A sight that I’ll never forget as long as I live is rounding that last bend in the trail and seeing the finish line where Jason stood open armed to welcome me to mile 100.2 and the end of this adventure. He hugged and congratulated me and handed me my first 100 mile belt buckle. My beautiful wife Erica was there to give me a kiss and a huge smile. Everyone was so happy and I felt pure joy. I have never been so broken before but I’ve also never felt so alive.

It was a truly unique thing to have so many people gathered together to take part in what most folks think of as a quite insane self imposed task of running 100 miles. Many people that I told of my plans to do so met me with questions of why would you want to put your body through that?
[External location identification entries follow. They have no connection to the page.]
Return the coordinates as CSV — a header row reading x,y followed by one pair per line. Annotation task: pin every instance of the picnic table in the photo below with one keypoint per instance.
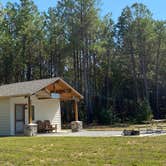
x,y
155,126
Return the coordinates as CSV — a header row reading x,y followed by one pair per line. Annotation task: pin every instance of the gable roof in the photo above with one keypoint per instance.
x,y
29,87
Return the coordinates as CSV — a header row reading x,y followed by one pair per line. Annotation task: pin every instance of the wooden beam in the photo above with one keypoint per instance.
x,y
29,110
76,110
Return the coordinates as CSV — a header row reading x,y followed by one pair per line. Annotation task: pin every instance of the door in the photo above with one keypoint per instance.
x,y
19,118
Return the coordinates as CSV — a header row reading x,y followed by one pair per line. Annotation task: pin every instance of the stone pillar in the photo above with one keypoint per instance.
x,y
76,126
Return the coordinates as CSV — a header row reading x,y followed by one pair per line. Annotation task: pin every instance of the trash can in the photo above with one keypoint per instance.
x,y
30,129
76,126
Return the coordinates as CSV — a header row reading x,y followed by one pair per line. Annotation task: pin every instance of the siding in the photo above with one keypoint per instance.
x,y
4,117
48,109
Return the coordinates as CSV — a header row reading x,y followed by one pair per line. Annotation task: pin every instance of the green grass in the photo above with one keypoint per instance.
x,y
75,151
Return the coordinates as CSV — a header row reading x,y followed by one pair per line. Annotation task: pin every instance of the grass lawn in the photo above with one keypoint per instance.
x,y
75,151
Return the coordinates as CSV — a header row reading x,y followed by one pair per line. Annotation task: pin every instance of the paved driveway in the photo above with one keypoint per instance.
x,y
85,133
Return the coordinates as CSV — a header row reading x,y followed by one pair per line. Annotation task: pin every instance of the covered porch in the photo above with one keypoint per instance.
x,y
59,91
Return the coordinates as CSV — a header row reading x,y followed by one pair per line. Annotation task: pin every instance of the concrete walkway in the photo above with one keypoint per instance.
x,y
85,133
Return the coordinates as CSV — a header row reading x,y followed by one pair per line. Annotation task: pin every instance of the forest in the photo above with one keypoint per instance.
x,y
119,67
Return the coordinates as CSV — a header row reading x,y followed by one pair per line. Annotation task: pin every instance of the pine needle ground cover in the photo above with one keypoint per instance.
x,y
75,151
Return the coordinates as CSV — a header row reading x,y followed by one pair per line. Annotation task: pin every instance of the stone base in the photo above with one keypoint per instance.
x,y
30,129
76,126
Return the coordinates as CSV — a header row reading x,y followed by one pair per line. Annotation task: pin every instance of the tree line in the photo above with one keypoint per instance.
x,y
120,68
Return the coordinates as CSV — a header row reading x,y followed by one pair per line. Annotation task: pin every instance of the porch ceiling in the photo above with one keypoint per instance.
x,y
65,91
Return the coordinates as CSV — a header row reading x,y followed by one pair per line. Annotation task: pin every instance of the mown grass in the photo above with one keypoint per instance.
x,y
80,151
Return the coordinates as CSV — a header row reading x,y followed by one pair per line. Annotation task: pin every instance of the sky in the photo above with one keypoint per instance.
x,y
157,7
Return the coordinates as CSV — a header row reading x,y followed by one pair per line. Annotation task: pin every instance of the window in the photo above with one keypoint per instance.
x,y
33,112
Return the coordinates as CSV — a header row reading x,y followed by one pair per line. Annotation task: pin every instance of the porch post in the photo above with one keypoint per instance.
x,y
29,110
76,110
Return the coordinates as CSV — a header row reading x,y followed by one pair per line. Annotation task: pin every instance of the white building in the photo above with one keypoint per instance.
x,y
26,102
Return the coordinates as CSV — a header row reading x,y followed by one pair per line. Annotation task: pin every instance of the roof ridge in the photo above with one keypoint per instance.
x,y
29,81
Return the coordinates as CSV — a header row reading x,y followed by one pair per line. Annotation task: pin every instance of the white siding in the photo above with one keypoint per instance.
x,y
48,109
4,117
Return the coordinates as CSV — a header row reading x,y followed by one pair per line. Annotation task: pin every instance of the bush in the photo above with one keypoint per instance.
x,y
143,111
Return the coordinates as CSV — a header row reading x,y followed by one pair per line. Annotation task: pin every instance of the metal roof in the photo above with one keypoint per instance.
x,y
25,88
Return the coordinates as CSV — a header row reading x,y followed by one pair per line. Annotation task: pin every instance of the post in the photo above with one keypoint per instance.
x,y
29,110
76,110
Are you off your rocker? Is that even possible?

I did it simply because of the challenge that it presented to me. It was new territory and a complete unknown. Up until I crossed that finish line I honestly could not even fathom covering 100 miles in one push with nothing but my own two feet. Is that even possible? For me?
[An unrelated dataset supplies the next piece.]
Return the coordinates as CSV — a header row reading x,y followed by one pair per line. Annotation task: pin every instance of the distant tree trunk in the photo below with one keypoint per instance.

I did it because it required unwavering commitment and strengthened my perseverance. I did it to see how strong my will and my body had become over the many months of training. I did it to test my character. I did it because if I never tried I would never know. I, along with all of the rest of the world only have this one life to live and I don’t want to miss out on any adventure that comes my way. This is one adventure that will always be with me and I am so thankful to have had opportunity to give it a go!